HUNTSVILLE, Ala – When hand sanitizer supply was running low, countless distilleries pivoted their production to hand sanitizer, often giving it away for free to frontline workers. Now, those distilleries are facing a $14,000 fee from the FDA.
“If it’s left untouched, it’s not going to be pleasant. A lot of people, especially the small guys, are going to exit the business,” said Jeff Irons, the owner of Huntsville-based Irons One Whisky Distillery.
The distilled spirits industry is only getting started in Alabama. There’s only about 20 or so in business.
This comes as small businesses across the country struggle to keep their doors open amid the pandemic. Thursday was also the deadline for businesses to go online and unselect their hand sanitizing ambitions or face more FDA fee’s in 2022.
For the most part, distilleries stopped or slowed hand sanitizer production down several months ago when national supply stabilized.

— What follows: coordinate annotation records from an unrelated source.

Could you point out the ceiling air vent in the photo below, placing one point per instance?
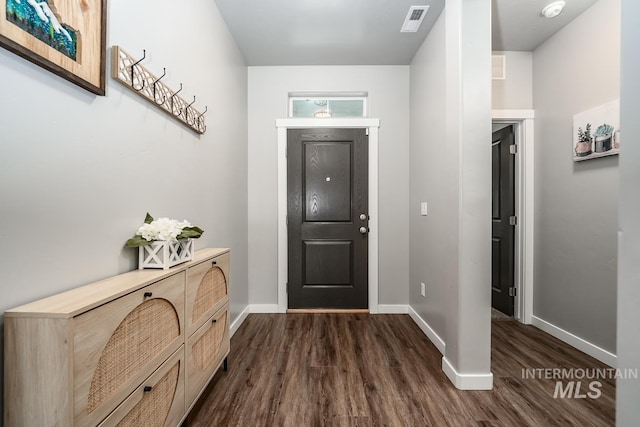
(498, 67)
(414, 19)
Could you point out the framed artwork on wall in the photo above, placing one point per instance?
(66, 37)
(596, 132)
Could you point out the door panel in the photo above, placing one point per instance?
(328, 263)
(503, 233)
(327, 179)
(327, 170)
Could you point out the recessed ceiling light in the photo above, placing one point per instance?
(553, 9)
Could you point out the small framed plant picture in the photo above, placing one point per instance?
(66, 37)
(596, 132)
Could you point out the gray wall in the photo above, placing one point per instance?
(388, 88)
(628, 390)
(576, 204)
(78, 172)
(515, 92)
(450, 247)
(433, 179)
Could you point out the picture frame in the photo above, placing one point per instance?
(596, 132)
(65, 37)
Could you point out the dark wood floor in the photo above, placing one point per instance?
(362, 370)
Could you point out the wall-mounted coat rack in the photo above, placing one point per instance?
(128, 71)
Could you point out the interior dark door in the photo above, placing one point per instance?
(327, 218)
(503, 233)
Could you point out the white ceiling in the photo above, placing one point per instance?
(367, 32)
(518, 24)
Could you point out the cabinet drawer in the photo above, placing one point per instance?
(207, 290)
(205, 350)
(159, 401)
(119, 344)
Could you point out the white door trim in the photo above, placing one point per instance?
(372, 125)
(523, 132)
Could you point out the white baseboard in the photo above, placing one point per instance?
(393, 309)
(428, 331)
(264, 308)
(467, 381)
(235, 325)
(592, 350)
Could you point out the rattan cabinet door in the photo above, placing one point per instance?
(205, 351)
(159, 401)
(207, 290)
(119, 344)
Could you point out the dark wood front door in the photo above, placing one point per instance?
(327, 221)
(503, 211)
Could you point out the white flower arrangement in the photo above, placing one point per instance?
(163, 229)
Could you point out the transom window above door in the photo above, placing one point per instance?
(326, 105)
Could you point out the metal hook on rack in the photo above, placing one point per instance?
(144, 55)
(186, 112)
(201, 127)
(172, 101)
(155, 90)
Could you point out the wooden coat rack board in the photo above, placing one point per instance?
(128, 71)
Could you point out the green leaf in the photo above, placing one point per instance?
(190, 233)
(136, 241)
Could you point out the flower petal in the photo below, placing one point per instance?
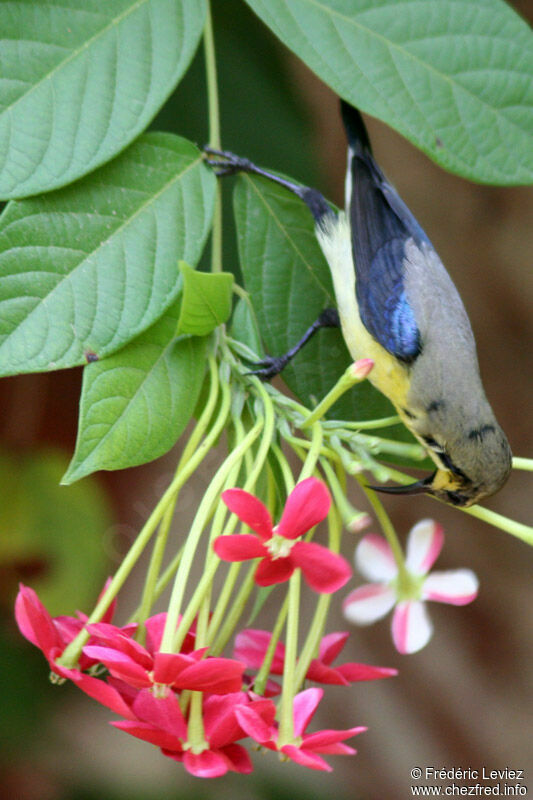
(163, 712)
(119, 664)
(322, 673)
(253, 723)
(456, 586)
(250, 510)
(238, 547)
(323, 570)
(374, 559)
(214, 675)
(34, 621)
(305, 758)
(365, 672)
(424, 544)
(238, 758)
(147, 732)
(327, 741)
(273, 570)
(368, 603)
(304, 706)
(411, 627)
(155, 625)
(306, 506)
(331, 645)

“I started getting all sorts of phone calls from people saying, hey do you need hand sanitizer? Because we have it by the train load. I was going, I think I’ll stop making it now,” said Irons.
National distillery groups are urging businesses to hold off on paying the $14,000 fee while they work with lawmakers and the FDA. The American Craft Spirits Association says the aforementioned task has been difficult because of the holidays.

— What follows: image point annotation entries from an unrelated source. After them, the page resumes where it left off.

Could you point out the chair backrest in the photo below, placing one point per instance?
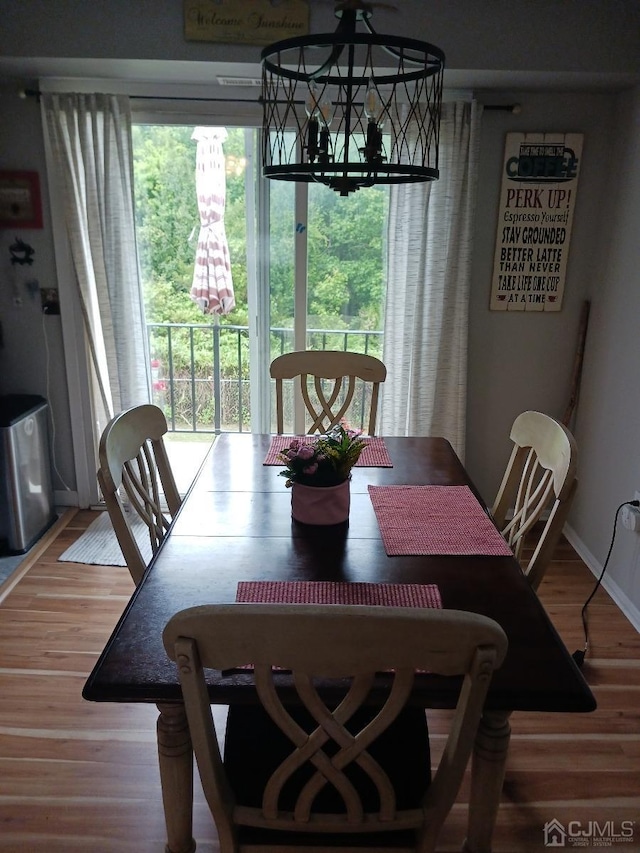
(133, 459)
(344, 368)
(321, 643)
(540, 476)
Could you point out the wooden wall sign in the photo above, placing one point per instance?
(20, 202)
(245, 21)
(537, 200)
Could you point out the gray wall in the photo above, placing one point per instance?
(541, 54)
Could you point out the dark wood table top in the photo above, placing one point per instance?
(235, 525)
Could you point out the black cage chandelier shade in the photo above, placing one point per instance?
(351, 109)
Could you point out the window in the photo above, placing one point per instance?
(307, 266)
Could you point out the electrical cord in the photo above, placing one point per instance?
(580, 654)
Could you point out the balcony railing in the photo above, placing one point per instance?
(200, 372)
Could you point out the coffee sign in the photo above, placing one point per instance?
(539, 187)
(245, 21)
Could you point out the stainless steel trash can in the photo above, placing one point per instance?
(26, 492)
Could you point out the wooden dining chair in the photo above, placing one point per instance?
(540, 478)
(327, 406)
(301, 769)
(134, 469)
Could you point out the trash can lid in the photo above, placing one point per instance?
(13, 407)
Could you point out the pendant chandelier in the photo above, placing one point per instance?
(351, 109)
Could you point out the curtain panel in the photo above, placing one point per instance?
(90, 139)
(428, 275)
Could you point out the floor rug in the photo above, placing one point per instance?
(98, 545)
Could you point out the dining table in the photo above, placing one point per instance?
(234, 529)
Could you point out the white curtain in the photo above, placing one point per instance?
(90, 139)
(428, 273)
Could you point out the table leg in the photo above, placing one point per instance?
(175, 755)
(487, 776)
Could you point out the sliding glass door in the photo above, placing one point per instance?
(307, 269)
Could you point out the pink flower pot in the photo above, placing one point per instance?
(320, 505)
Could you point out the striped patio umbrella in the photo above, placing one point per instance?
(212, 286)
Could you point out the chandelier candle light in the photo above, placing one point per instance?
(319, 473)
(351, 109)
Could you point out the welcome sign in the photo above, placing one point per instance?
(259, 22)
(538, 196)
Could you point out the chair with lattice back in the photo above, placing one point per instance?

The word difficult doesn’t cut it for distilleries who often rely on now-closed tasting rooms, let alone spirit taxes in states like Alabama.
“We pay a more reasonable federal tax now on whisky. State taxes are fairly high. We have the 4th highest state tax in the United States of America,” said Irons.
Months ago, Irons noticed distilleries were trying to sell their equipment. He fears the FDA fee issue will do the economy no favors.
“It’s a challenging environment for small businesses. Let’s make it a little bit more pro small business than we are right now,” said Irons.